The results of surveys prove that due to increase and explosive growth of cable and satellite transmission, affects the youth of Pakistan especially by changing their thoughts, minds, beliefs, cultural values and daily life style. Moreover these are changing eating habits and dinning culture, now people started liking the western food due to the advertisements and demonstrations on channels. People like hostelling at expensive food points instead of eating at homes. It is our common observation that, increase in the number of channels, has taken over the practice of reading.
Hence affect the reading culture, which passively stunts the human capabilities. Our youth become weight conscious as well as having perfect body shape due to media influence. Indian culture, are getting popularity due to cable television transmission which promote the modern way of life. We observe unlimited glamour in dramas which playing an important role in putting the people in psychological conflicts. These channels are extinction the shyness among viewers, more liberalism and modernism in Pakistani society and youth.

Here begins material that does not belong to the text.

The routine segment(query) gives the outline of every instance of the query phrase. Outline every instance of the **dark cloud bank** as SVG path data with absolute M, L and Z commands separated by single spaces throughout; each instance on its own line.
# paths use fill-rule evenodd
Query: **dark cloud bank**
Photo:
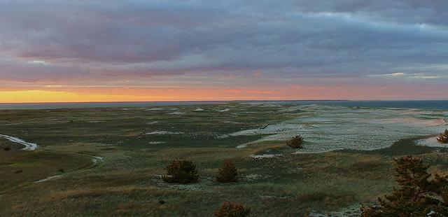
M 444 0 L 2 1 L 0 79 L 260 70 L 446 83 L 447 18 Z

Viewers felt a change in their outlook towards life and become more broad-minded. It is general observation that people follow the celebrities shown in media. They start idealizing and seem them as role models. Fashion and style introduced through celebrities is considered as latest and advanced in our society. Social interaction is a part of Pakistan’s culture. Families in Pakistan welcomed people at their homes arrange gatherings, meet frequently with their friends, family, neighbors and relatives to interact, spend leisure time, share feelings, emotions and family matters with each other.
Proud nations take pride in promoting and expanding their language. Cable channel are affecting the language of Pakistani people, now people feel proud when they speak English and those who cannot speak English frequently try to incorporate English words in their regional and Urdu language to leave good impression on others. Traditions play an important part in every culture as well as formation of cultural identification. Impact of foreign traditions that are being introduced through media has great influence on our religious traditions.
Majority of the people admitted that they follow Hindu traditions in marriages, start celebrating Valentine’s Day, Holly, Halloween and bonfire aligned with Pakistani norms and traditions. Our media is exhibiting foreign and Indian films without any substantial censorship policy just to increase their viewership. And they want to increase more and more, so they use both legal and illegal ways. For this, they are telecasting foreign and Indian films, festivals, and shows which are vulgar and spoiling the teen agers or even against to our culture. Westernization has been spread throughout our country because of the private channels.
The TV channels show various newscasters and different characters in the dramas wearing westernized clothes. In addition to this, intimate scenes are becoming more common in TV programs which evoked the sexual desires among the teenagers and they indulged in illegal and sexual relationships with opposite gender. This is what, following western liberal concepts has done to us. We don’t even remember our own values and beliefs and therefore we are getting entrapped deeper into the web of westernization (so called advancement that is considered essential for development). So it is a time to think that where we stand.